26então, os cordeiros te darão as vestes,

os bodes, o preço do campo,

27e as cabras, leite em abundância para teu alimento,

para alimento da tua casa e para sustento das tuas servas.

28

Provérbios antitéticos

281Fogem os perversos, sem que ninguém os persiga;

mas o justo é intrépido como o leão.

2Por causa da transgressão da terra,

mudam-se frequentemente os príncipes,

mas por um, sábio e prudente, se faz estável a sua ordem.

3O homem pobre que oprime os pobres é como chuva

que a tudo arrasta e não deixa trigo.

4Os que desamparam a lei louvam o perverso,

mas os que guardam a lei se indignam contra ele.

5Os homens maus não entendem o que é justo,

mas os que buscam o Senhor entendem tudo.

6Melhor é o pobre que anda na sua integridade

do que o perverso, nos seus caminhos, ainda que seja rico.

7O que guarda a lei é filho prudente,

mas o companheiro de libertinos envergonha a seu pai.

8O que aumenta os seus bens com juros e ganância

ajunta-os para o que se compadece do pobre.

9O que desvia os ouvidos de ouvir a lei,

até a sua oração será abominável.

10O que desvia os retos para o mau caminho,

ele mesmo cairá na cova que fez,

mas os íntegros herdarão o bem.

11O homem rico é sábio aos seus próprios olhos;

mas o pobre que é sábio sabe sondá-lo.

12Quando triunfam os justos, há grande festividade;

quando, porém, sobem os perversos, os homens se escondem.

13O que encobre as suas transgressões jamais prosperará;

mas o que as confessa e deixa alcançará misericórdia.

14Feliz o homem constante no temor de Deus;

mas o que endurece o coração cairá no mal.

15Como leão que ruge e urso que ataca,

assim é o perverso que domina sobre um povo pobre.

16O príncipe falto de inteligência multiplica as opressões,

mas o que aborrece a avareza viverá muitos anos.

17O homem carregado do sangue de outrem

fugirá até à cova;

ninguém o detenha.

18O que anda em integridade será salvo,

mas o perverso em seus caminhos cairá logo.

19O que lavra a sua terra virá a fartar-se de pão,

mas o que se ajunta a vadios se fartará de pobreza.

20O homem fiel será cumulado de bênçãos,

mas o que se apressa a enriquecer não passará sem castigo.

21Parcialidade não é bom,

porque até por um bocado de pão o homem prevaricará.

22Aquele que tem olhos invejosos corre atrás das riquezas,

mas não sabe que há de vir sobre ele a penúria.

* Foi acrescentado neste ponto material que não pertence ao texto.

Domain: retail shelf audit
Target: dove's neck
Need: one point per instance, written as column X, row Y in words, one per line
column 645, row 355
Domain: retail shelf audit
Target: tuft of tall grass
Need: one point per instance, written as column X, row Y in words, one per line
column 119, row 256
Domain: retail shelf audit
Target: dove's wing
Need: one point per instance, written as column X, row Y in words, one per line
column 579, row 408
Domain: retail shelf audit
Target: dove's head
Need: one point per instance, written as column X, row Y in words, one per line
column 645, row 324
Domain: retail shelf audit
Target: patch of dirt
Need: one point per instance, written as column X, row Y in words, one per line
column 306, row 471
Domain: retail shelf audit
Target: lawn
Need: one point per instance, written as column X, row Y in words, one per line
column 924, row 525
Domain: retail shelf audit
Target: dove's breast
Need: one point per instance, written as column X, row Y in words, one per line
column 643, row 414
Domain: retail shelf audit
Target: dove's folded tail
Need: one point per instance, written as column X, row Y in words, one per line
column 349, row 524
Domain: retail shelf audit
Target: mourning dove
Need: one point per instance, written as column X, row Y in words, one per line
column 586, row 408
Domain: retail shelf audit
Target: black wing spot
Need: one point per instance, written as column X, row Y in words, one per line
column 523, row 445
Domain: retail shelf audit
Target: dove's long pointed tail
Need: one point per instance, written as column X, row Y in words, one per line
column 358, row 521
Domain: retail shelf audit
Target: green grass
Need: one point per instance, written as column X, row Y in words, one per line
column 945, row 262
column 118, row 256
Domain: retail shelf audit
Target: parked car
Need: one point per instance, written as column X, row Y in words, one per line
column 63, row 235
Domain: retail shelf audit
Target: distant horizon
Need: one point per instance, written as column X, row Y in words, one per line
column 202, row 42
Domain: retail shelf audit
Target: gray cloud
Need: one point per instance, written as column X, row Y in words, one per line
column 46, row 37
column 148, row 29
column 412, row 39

23O que repreende ao homem achará, depois, mais favor

do que aquele que lisonjeia com a língua.

24O que rouba a seu pai ou a sua mãe e diz: Não é pecado,

companheiro é do destruidor.

25O cobiçoso levanta contendas,

mas o que confia no Senhor prosperará.

26O que confia no seu próprio coração é insensato,

mas o que anda em sabedoria será salvo.

27O que dá ao pobre não terá falta,

mas o que dele esconde os olhos será cumulado de maldições.

28Quando sobem os perversos, os homens se escondem,

mas, quando eles perecem, os justos se multiplicam.